Sebab kesalahan yang berasal dari diri pribadi para da’i tidaklah bisa disamakan dengan kesalahan orang biasa. Sebab dampak kesalahan orang biasa hanya kembali pada dirinya sendiri dan tidak akan berdampak pada orang lain. Berbeda dengan kesalahan yang dilakukan oleh para da’i dalam memahami dakwah dan menerapkan metodenya. Sebab bisa berimbas pada orang lain. Kesalahan da`i akan berpengaruh terhadap dakwah secara umum, baik ia menyadari atau tidak. Pepatah lama mengatakan: “Kesalahan orang yang berilmu adalah kesalahan bagi alam”. Oleh karena itu ada peringatan akan kesalahan patunan dan tauladan dengan bentuk yang berbeda-beda. Allah Swt. bersabda:
Artinya: “Wahai isteri-isteri nabi! Barangsiapa di antara kamu yang mengerjekan perbuatan keji yang nyata, niscaya azabnya akan dilipatgandakan dua kali lipat kepadanya. Dan yang demikian itu, mudah bagi Allah. Dan barangsiapa di antara kamu (isteri-isteri Nabi) tetap taat kepada Allah dan Rasul-Nya dan mengerjakan kebajikan, niscaya Kami berikan pahala kepadanya dua kali lipat dan Kami sediakan rezeki yang mulia baginya. Wahai isteri-isteri Nabi! Kamu tidak seperti perempuan-perempuan yang lain, jika kamu bertakwa...” (al-Ahzab: 30-32)

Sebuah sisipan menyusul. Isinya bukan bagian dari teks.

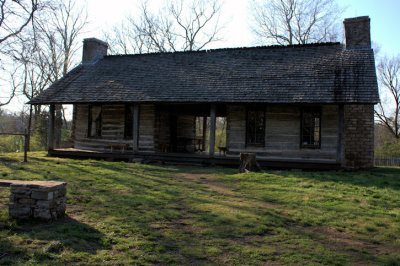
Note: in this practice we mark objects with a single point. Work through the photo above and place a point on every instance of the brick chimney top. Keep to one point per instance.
(358, 32)
(93, 50)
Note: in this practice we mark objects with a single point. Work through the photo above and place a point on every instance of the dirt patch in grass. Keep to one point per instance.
(209, 180)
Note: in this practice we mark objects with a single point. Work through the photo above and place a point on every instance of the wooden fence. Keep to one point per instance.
(389, 161)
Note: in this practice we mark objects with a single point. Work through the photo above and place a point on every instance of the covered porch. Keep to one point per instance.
(196, 159)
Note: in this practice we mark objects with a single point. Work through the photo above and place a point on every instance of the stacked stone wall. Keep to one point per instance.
(41, 200)
(359, 136)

Rasulullah Saw bersabda, “ Pada hari kiamat didatangkanlah seorang laki-laki yang kemudian dilemparkan ke dalam neraka. Maka menggelegaklah ususnya. Kemudian ia berjalan sebagaimana berjalannya keledai yang dalam kehausan. Pada saat itu, berkumpullah penduduk neraka padanya seraya berkata, “Wahai fulan, apa yang terjadi denganmu? Bukankah kamu dulunya orang yang menyeru pada kebaikan dan melarang pada kemungkaran? Ia lalu menjawab, “Benar. Dulu saya adalah orang yang menyeru pada kebaikan tapi saya tidak memperbuatnya dan saya larang orang dari kemungkaran sedangkan saya mengerjakan (mengerjakan kemungkaran tersebut).”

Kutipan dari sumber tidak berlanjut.